# CNC Comparison



## 97Camel10 (Aug 12, 2005)

View article that compares the Shark with the Digital Wood Carver.


----------



## jw2170 (Jan 24, 2008)

Welcome to the forum, Lee.

Is that a question or a statement?

I do not know of any comparison.

PS...moved your post to the CNC section.


----------



## 4DThinker (Feb 16, 2014)

I'm guessing this was the article the OP referred to: Rockler Shark Pro vs Carvewright/Compucarve CNC Router Wood Carving Machine

4D


----------



## old55 (Aug 11, 2013)

Welcome to the forum Lee.


----------



## RainMan 2.0 (May 6, 2014)

Welcome to the forum Lee.
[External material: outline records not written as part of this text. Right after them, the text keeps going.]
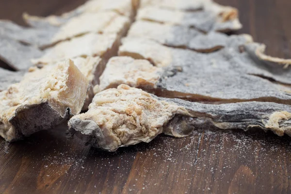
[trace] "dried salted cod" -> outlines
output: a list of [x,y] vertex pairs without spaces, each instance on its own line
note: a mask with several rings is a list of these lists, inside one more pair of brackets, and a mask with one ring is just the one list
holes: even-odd
[[[105,68],[106,62],[98,56],[77,57],[72,58],[70,59],[90,83],[86,99],[82,109],[82,111],[86,111],[88,110],[88,106],[92,102],[94,96],[93,87],[99,83],[99,77]],[[61,60],[56,63],[49,64],[46,66],[55,66],[59,63],[64,63],[65,61],[65,60]],[[37,68],[35,67],[34,68],[32,68],[30,70],[31,71],[32,71],[35,69],[37,69]]]
[[216,32],[204,34],[187,26],[162,24],[139,20],[130,27],[128,37],[139,37],[155,40],[170,47],[187,48],[199,52],[209,52],[229,46],[252,42],[246,34],[232,35]]
[[149,142],[159,134],[181,137],[194,127],[251,128],[291,134],[291,107],[271,102],[213,105],[159,98],[120,85],[98,93],[88,112],[73,116],[71,132],[86,144],[107,151]]
[[194,27],[204,32],[226,32],[242,28],[236,9],[208,0],[142,0],[137,18]]
[[25,13],[23,15],[23,18],[30,26],[37,28],[60,26],[72,17],[86,13],[113,11],[132,19],[138,4],[137,0],[91,0],[61,16],[49,16],[43,17],[30,16]]
[[[220,71],[222,75],[228,71],[234,71],[291,84],[291,69],[284,68],[290,63],[290,60],[279,59],[279,61],[277,61],[263,53],[261,49],[264,47],[263,45],[249,43],[249,36],[246,35],[245,42],[242,44],[241,38],[243,37],[244,35],[231,36],[229,38],[232,41],[228,42],[229,45],[218,51],[209,53],[169,48],[149,39],[125,38],[119,48],[119,55],[147,59],[158,67],[180,66],[190,69],[191,72]],[[269,60],[266,60],[266,57]],[[187,71],[186,68],[184,72]],[[195,75],[197,73],[193,73]]]
[[85,142],[113,151],[121,146],[150,142],[162,132],[165,122],[184,112],[141,90],[121,85],[97,95],[89,111],[71,118],[69,126]]
[[104,70],[105,64],[99,57],[77,57],[72,61],[90,83],[82,108],[82,111],[86,111],[94,97],[93,86],[99,83],[99,77]]
[[43,48],[89,32],[121,36],[129,23],[128,17],[114,12],[86,13],[72,17],[59,27],[43,29],[25,28],[10,21],[1,21],[0,35]]
[[192,65],[162,68],[146,60],[114,57],[100,77],[99,90],[124,83],[160,97],[201,102],[258,101],[291,104],[288,87],[230,69],[213,68],[211,64],[199,68]]
[[78,114],[88,85],[69,60],[28,73],[0,93],[0,135],[16,141]]
[[45,50],[43,56],[32,62],[42,66],[77,57],[99,56],[108,60],[116,55],[119,45],[116,34],[89,33],[61,42]]

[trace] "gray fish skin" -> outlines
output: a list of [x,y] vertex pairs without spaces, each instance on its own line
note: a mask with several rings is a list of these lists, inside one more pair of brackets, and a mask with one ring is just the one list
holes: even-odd
[[[187,125],[195,129],[214,127],[214,129],[222,129],[247,130],[251,128],[256,128],[265,131],[271,130],[279,136],[284,134],[291,136],[291,114],[290,113],[291,107],[289,105],[264,102],[215,105],[189,102],[178,98],[158,98],[175,103],[187,110],[192,116],[191,119],[186,116],[185,120]],[[178,121],[176,122],[176,126],[178,127],[177,122]],[[174,124],[168,124],[168,126]],[[172,131],[165,129],[164,133],[179,136],[189,135],[191,132],[187,130],[187,128],[184,129],[181,129],[181,127],[169,128]]]

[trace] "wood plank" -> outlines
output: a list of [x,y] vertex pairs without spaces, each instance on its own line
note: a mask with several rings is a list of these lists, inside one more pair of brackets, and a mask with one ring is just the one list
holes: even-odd
[[[0,18],[47,16],[85,0],[0,0]],[[291,58],[289,0],[218,0],[237,7],[268,53]],[[263,6],[262,5],[263,4]],[[110,153],[66,137],[66,127],[8,144],[0,139],[0,193],[290,193],[290,138],[261,131],[195,131]]]

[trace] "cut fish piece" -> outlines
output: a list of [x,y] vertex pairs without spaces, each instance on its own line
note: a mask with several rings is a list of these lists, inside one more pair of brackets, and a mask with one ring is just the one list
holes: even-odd
[[86,143],[114,151],[120,146],[149,142],[176,113],[186,112],[141,90],[121,85],[97,94],[89,111],[72,117],[69,126]]
[[43,49],[89,32],[112,33],[122,36],[127,31],[129,24],[128,17],[114,12],[89,13],[72,17],[60,26],[42,29],[24,28],[10,21],[1,21],[0,35],[8,36]]
[[213,105],[159,98],[122,84],[96,95],[88,112],[73,116],[68,125],[71,132],[86,144],[114,151],[149,142],[162,132],[185,137],[197,127],[258,128],[290,135],[291,112],[290,106],[272,102]]
[[195,11],[202,10],[206,1],[213,3],[208,0],[141,0],[140,7],[155,6],[173,10],[179,10],[186,11]]
[[226,12],[218,12],[216,10],[210,9],[188,12],[157,7],[146,7],[139,9],[137,19],[194,27],[205,32],[227,32],[241,29],[242,26],[237,18],[237,11],[227,9]]
[[28,73],[0,93],[0,135],[16,141],[78,114],[88,86],[69,60]]
[[100,56],[108,60],[116,55],[119,42],[119,38],[116,34],[89,33],[61,42],[46,49],[42,57],[32,62],[41,65],[77,57]]
[[97,13],[114,11],[132,19],[138,4],[138,1],[137,0],[91,0],[61,16],[49,16],[42,17],[30,16],[26,13],[23,15],[23,18],[30,25],[37,28],[60,26],[72,17],[86,13]]
[[98,90],[103,91],[125,84],[134,87],[155,86],[162,71],[148,61],[129,57],[114,57],[109,60],[100,77]]
[[115,57],[107,64],[100,77],[99,90],[124,83],[159,97],[203,103],[258,101],[291,104],[290,87],[283,90],[260,77],[213,68],[210,64],[195,68],[193,63],[161,68],[146,60],[134,62],[130,58]]
[[[215,52],[201,53],[194,51],[165,47],[149,39],[125,38],[119,48],[120,56],[128,56],[137,59],[147,59],[158,67],[188,66],[192,71],[196,69],[227,72],[233,71],[239,73],[255,75],[279,82],[291,84],[290,68],[284,68],[278,63],[270,64],[270,60],[261,57],[260,50],[263,45],[249,43],[246,36],[246,44],[241,45],[239,36],[230,36],[230,45]],[[246,44],[247,43],[247,44]],[[199,44],[196,44],[198,46]],[[256,54],[257,53],[257,54]],[[261,53],[261,54],[259,54]],[[273,59],[269,57],[268,59]],[[281,64],[289,60],[281,60]],[[273,59],[272,61],[274,61]],[[283,63],[284,62],[284,63]],[[280,63],[279,63],[279,64]]]
[[[117,22],[114,21],[115,19],[118,19]],[[114,23],[113,26],[111,25],[112,22]],[[84,13],[72,18],[64,24],[52,37],[51,41],[58,42],[88,32],[119,34],[129,23],[128,17],[118,16],[113,12]]]
[[246,34],[229,36],[216,32],[204,34],[186,26],[142,20],[132,25],[127,37],[148,38],[166,46],[202,52],[210,52],[232,46],[234,42],[238,45],[252,42],[252,37]]
[[[94,96],[93,87],[99,83],[99,77],[104,70],[105,62],[99,57],[76,57],[70,59],[74,64],[83,74],[90,83],[87,93],[87,96],[82,111],[88,110],[88,106],[92,101]],[[49,64],[47,66],[55,66],[60,63],[64,63],[65,60],[61,61],[56,64]],[[31,71],[37,70],[38,68],[31,68]]]
[[15,71],[27,71],[33,65],[32,58],[39,57],[42,52],[37,48],[25,46],[7,36],[0,35],[0,59]]

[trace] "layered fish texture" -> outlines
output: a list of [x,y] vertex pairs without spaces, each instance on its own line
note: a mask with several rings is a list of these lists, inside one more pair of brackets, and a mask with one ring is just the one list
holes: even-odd
[[[67,93],[79,88],[75,100],[82,103],[68,105],[60,95],[56,99],[64,100],[56,106],[54,95],[35,94],[48,102],[34,102],[30,107],[42,108],[28,111],[69,109],[69,131],[85,144],[114,151],[162,133],[183,137],[205,127],[291,136],[291,60],[268,56],[250,35],[229,35],[242,27],[234,8],[211,0],[90,0],[60,16],[23,16],[30,28],[0,22],[0,44],[11,46],[0,49],[0,57],[15,71],[0,70],[5,75],[0,89],[8,88],[1,94],[20,81],[12,86],[30,99],[34,93],[26,91],[42,94],[40,83],[48,81],[44,77],[25,89],[32,75],[69,64],[72,75],[80,76],[71,76],[77,83],[65,84]],[[36,121],[23,121],[15,112],[20,109],[2,116],[1,135],[8,141],[68,118],[57,109],[50,120],[57,121],[24,131],[22,123]]]

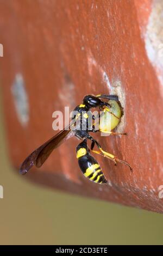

I'm like you , I'd love to have cnc router someday


----------



## Semipro (Mar 22, 2013)

Hello Lee, glad you found us, it's great to have you as a member of the community, welcome to Router Forums.


----------



## 97Camel10 (Aug 12, 2005)

jw2170 said:


> Welcome to the forum, Lee.
> 
> Is that a question or a statement?
> 
> ...


"Is that a question or a statement?

I do not know of any comparison.

PS...move your post to the CNC section.+

James
Sydney, Australia.


Thanks for the quick response. Being a newbee I couldn't find the comparison I needed and thought those expert in the forum would know better than me. And you did because there is none. Someone compared the Shark with Carvewright which isn't what I need. However, some of your forum members had earlier posts with very knowledgeable software comparisons that are most helpful.

I'll be glad to move my posts to wherever you say as soon as I learn how.

I have done a profile twice but have no idea where it floating around in cyberland.

Thank you


----------



## jw2170 (Jan 24, 2008)

Hi Lee,
your public profile is up and running. Thanks for taking the time to fill in the profile.

Some posts from new members are held up until released by the moderators ( an anti-spam thing)......


----------